Pre-heat the oven to 400 degrees. Sprinkle the oxtail with salt, pepper, and flour. Sear the oxtail in olive oil until brown on all sides. Transfer the meat to a roasting pan, and then use the sauté pan to cook the onion, celery and carrot over medium heat until softened. Add the tomato paste and sauté for about a minute. Add the vegetable mixture and the sachet of herbs to the roasting pan with the oxtail. Pour the red wine and beef stock over the meat. Cover with foil and put into the oven. Check the meat every 30-40 minutes and remove from the oven when the meat is easily pulled from the bone. Set the meat aside; strain and save the braising liquid from the pan.

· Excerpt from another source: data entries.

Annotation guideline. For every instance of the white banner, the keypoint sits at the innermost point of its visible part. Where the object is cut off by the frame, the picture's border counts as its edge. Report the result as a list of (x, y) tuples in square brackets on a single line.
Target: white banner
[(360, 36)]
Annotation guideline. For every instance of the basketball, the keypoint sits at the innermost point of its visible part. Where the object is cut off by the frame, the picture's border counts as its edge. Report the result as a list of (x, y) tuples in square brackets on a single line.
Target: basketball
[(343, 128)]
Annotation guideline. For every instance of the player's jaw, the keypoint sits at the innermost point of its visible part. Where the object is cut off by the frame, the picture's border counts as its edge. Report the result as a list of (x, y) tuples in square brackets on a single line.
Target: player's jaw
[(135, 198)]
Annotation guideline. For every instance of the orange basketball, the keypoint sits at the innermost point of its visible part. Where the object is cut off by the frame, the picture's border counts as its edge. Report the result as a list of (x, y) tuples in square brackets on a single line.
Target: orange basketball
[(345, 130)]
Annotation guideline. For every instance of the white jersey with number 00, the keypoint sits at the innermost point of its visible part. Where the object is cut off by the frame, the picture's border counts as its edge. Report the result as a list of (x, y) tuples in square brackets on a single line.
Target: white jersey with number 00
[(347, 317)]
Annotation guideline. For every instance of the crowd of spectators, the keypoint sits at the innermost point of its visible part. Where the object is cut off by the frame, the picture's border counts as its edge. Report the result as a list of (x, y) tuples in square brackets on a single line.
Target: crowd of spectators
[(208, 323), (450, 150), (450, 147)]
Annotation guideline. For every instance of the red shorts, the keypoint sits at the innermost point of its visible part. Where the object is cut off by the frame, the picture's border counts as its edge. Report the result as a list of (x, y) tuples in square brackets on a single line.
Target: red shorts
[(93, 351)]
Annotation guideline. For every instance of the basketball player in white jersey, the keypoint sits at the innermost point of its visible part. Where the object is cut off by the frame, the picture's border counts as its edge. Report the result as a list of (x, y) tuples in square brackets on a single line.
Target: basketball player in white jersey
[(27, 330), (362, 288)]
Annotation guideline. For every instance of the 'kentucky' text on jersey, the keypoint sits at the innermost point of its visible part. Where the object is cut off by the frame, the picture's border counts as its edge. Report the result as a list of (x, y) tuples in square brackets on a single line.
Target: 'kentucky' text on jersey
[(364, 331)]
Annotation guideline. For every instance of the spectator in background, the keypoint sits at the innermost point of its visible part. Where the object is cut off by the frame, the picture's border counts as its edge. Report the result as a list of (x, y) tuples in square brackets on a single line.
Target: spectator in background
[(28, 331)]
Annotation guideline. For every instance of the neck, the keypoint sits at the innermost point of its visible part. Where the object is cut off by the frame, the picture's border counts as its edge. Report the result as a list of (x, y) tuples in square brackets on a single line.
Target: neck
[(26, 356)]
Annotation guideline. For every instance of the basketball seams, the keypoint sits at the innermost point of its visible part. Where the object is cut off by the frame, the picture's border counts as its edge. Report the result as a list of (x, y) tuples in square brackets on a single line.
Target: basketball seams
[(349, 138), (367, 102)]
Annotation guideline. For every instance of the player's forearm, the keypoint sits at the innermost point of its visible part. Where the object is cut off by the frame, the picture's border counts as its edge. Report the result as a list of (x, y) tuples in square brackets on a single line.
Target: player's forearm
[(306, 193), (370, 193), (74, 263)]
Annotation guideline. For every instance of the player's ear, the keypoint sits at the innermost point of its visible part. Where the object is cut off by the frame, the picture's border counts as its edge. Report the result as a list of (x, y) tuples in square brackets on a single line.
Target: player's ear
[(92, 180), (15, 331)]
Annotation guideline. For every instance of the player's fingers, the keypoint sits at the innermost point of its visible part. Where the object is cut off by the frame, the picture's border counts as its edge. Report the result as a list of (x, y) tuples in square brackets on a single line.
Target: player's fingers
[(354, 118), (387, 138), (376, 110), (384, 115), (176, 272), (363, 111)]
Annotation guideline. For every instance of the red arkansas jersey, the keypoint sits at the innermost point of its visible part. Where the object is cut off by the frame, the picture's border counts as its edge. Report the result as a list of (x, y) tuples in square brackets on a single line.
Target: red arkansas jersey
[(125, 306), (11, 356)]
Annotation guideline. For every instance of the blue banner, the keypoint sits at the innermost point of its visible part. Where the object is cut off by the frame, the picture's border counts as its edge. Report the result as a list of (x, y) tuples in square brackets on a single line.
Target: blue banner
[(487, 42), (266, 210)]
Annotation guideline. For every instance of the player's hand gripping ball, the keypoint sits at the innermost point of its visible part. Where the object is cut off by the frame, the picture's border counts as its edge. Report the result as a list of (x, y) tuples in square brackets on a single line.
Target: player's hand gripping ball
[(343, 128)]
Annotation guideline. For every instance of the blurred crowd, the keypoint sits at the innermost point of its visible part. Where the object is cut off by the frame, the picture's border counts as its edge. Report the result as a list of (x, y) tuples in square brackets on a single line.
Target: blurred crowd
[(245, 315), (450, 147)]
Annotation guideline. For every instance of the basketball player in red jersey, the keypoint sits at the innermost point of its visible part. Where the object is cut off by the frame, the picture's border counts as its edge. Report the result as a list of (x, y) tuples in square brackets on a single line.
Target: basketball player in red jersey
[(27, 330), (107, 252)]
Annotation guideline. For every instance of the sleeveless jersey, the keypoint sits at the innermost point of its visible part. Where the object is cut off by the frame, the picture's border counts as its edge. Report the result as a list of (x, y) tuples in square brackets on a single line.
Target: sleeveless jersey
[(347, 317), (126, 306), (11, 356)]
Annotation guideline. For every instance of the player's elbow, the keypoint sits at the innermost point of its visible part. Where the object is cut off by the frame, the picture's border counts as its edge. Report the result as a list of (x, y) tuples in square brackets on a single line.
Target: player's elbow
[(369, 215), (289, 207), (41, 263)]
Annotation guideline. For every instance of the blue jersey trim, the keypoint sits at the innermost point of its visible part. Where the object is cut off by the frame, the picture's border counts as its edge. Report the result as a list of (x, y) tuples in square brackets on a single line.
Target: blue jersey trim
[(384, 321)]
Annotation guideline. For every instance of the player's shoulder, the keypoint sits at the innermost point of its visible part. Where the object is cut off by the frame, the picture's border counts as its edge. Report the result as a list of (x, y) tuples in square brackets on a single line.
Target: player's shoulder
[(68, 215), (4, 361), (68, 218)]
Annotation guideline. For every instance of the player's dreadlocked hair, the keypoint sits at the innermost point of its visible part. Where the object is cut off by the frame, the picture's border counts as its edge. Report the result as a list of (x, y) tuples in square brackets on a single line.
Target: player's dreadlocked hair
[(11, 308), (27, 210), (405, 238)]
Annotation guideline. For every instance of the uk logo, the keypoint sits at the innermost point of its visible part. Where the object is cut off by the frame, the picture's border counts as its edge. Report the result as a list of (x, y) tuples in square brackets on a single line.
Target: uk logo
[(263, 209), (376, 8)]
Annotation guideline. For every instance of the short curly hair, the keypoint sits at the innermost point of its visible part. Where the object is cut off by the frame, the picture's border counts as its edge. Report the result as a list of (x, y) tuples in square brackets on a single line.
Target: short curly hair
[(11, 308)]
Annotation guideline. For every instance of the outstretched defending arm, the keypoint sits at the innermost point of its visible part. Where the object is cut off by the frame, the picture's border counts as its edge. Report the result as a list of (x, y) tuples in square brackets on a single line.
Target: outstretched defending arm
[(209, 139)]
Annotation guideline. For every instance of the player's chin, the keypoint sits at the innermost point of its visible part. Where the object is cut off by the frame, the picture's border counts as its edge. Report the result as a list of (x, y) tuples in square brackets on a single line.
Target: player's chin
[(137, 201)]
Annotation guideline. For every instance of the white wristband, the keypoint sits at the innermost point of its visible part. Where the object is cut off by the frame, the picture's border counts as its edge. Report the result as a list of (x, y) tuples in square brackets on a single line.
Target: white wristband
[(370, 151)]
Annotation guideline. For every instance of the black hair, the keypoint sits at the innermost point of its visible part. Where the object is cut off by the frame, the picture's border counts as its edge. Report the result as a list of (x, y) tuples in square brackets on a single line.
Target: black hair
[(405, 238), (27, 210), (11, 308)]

In a medium sauce pot cook the quinoa in the water until tender, adding a touch of the braising liquid at the end. Pick some meat from the oxtail and add it and some parsley to the quinoa.

Plate the quinoa. Remove the rest of the meat from the oxtail and toss with the remaining the braising liquid and the sweet peas. Finish with a pinch of sea salt. Enjoy.